US News

EYE ON CY’S ‘PROBLEM’ AIDE

A move is on within Cy Vance Jr.’s campaign for Manhattan District Attorney to curtail the role of a former top deputy to Robert Morgenthau, who sources told The Post had been trying to recruit current assistant DAs – a violation of a long-held office policy.

Sources familiar with the discussions said many people in Team Vance are hoping to severely pull back on the power of senior strategist Jessica De Grazia, a former Morgenthau chief assistant DA who sources said contacted sitting ADAs and asked them to work nights and weekends or to sit on a policy committee.

De Grazia, who several sources said wouldn’t have joined Team Vance months ago without Morgenthau’s tacit blessing, denied the move to The Post, although multiple sources confirmed it had taken place.

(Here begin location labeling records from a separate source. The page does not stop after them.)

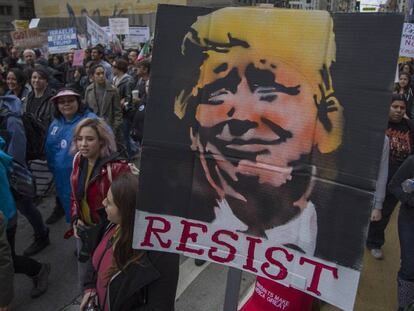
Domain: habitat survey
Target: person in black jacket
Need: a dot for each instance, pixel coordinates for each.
(400, 134)
(405, 232)
(123, 277)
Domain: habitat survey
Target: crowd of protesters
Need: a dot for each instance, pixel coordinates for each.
(93, 116)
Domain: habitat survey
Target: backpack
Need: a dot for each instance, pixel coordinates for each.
(35, 137)
(21, 181)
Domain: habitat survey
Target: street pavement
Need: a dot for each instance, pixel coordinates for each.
(199, 289)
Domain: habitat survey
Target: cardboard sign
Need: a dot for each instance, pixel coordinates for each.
(96, 33)
(62, 40)
(407, 41)
(137, 35)
(78, 58)
(29, 38)
(34, 22)
(257, 153)
(119, 26)
(20, 24)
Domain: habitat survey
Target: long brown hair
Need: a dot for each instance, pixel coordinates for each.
(124, 191)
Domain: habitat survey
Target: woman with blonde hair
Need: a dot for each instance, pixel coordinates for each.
(123, 278)
(95, 164)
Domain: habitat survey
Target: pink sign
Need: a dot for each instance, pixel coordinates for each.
(78, 57)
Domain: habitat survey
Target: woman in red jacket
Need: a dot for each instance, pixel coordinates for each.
(95, 164)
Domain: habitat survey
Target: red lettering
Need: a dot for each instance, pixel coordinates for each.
(156, 231)
(232, 249)
(250, 253)
(187, 234)
(317, 273)
(283, 271)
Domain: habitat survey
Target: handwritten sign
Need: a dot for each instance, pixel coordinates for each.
(407, 41)
(119, 26)
(62, 40)
(96, 33)
(29, 38)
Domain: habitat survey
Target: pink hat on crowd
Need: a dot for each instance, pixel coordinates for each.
(62, 93)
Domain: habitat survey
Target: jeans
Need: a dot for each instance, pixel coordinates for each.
(406, 235)
(28, 210)
(22, 264)
(376, 236)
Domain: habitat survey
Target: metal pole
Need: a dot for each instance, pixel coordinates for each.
(231, 299)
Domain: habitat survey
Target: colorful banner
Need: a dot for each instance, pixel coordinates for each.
(29, 38)
(119, 26)
(62, 40)
(96, 33)
(262, 150)
(137, 35)
(407, 41)
(57, 8)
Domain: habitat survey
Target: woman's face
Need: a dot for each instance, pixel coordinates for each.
(403, 81)
(88, 143)
(112, 211)
(99, 75)
(38, 82)
(68, 106)
(11, 81)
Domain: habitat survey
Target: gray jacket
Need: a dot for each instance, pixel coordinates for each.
(109, 109)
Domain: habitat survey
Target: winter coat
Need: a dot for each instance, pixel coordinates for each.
(110, 109)
(98, 185)
(6, 266)
(149, 284)
(45, 111)
(12, 129)
(7, 205)
(59, 158)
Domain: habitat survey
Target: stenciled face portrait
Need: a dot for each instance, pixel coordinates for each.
(259, 116)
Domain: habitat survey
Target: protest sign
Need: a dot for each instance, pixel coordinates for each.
(96, 33)
(119, 26)
(407, 41)
(62, 40)
(34, 22)
(29, 38)
(78, 58)
(136, 36)
(20, 24)
(256, 153)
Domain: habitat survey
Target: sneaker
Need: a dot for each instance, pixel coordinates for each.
(57, 214)
(40, 281)
(38, 244)
(199, 262)
(377, 253)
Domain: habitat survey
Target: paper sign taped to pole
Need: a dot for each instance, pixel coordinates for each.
(256, 150)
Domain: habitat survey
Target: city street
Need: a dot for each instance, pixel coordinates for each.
(200, 288)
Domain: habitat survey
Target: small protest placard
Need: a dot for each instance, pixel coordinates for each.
(407, 41)
(137, 35)
(78, 58)
(62, 40)
(119, 26)
(29, 38)
(96, 33)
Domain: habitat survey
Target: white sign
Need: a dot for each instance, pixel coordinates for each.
(119, 26)
(407, 41)
(137, 35)
(34, 23)
(96, 33)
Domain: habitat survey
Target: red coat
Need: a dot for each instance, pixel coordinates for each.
(98, 185)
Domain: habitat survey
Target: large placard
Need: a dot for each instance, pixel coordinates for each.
(263, 138)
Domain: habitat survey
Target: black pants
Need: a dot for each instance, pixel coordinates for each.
(21, 264)
(376, 236)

Morgenthau has a long-held ban on ADAs doing political work, and some of those who got calls asked their supervisor about it, prompting an internal email reminding people about the prohibition, sources said.

“She’s a problem,” said one source close to the campaign for Vance, who has been widely described as Morgenthau’s preferred successor as he ends his nearly 35 years in office at the end of 2009. Another source said they expected she would no longer be working for the campaign soon, although Vance spokeswoman Barbara Thompson strongly denied that was the case and said her plan had always been to travel back and forth between New York and her home in London.

At the moment the race to replace Morgenthau comprises Vance, a former ADA and trial lawyer who spent a chunk of his career in Seattle before moving home in 2004; former judge Leslie Crocker Snyder – who ran against the DA four years ago, making hay of his age; and another former ADA, gun control advocate and lawyer Richard Aborn.

Crocker Snyder spokesman Michael Tobman took a swipe at Vance over the De Grazia calls, saying, “It’s sad, thought not surprising, that Vance supporters needed to behave this way since – to be plain about it – their candidate has been back in New York just five years after living sixteen in Seattle.”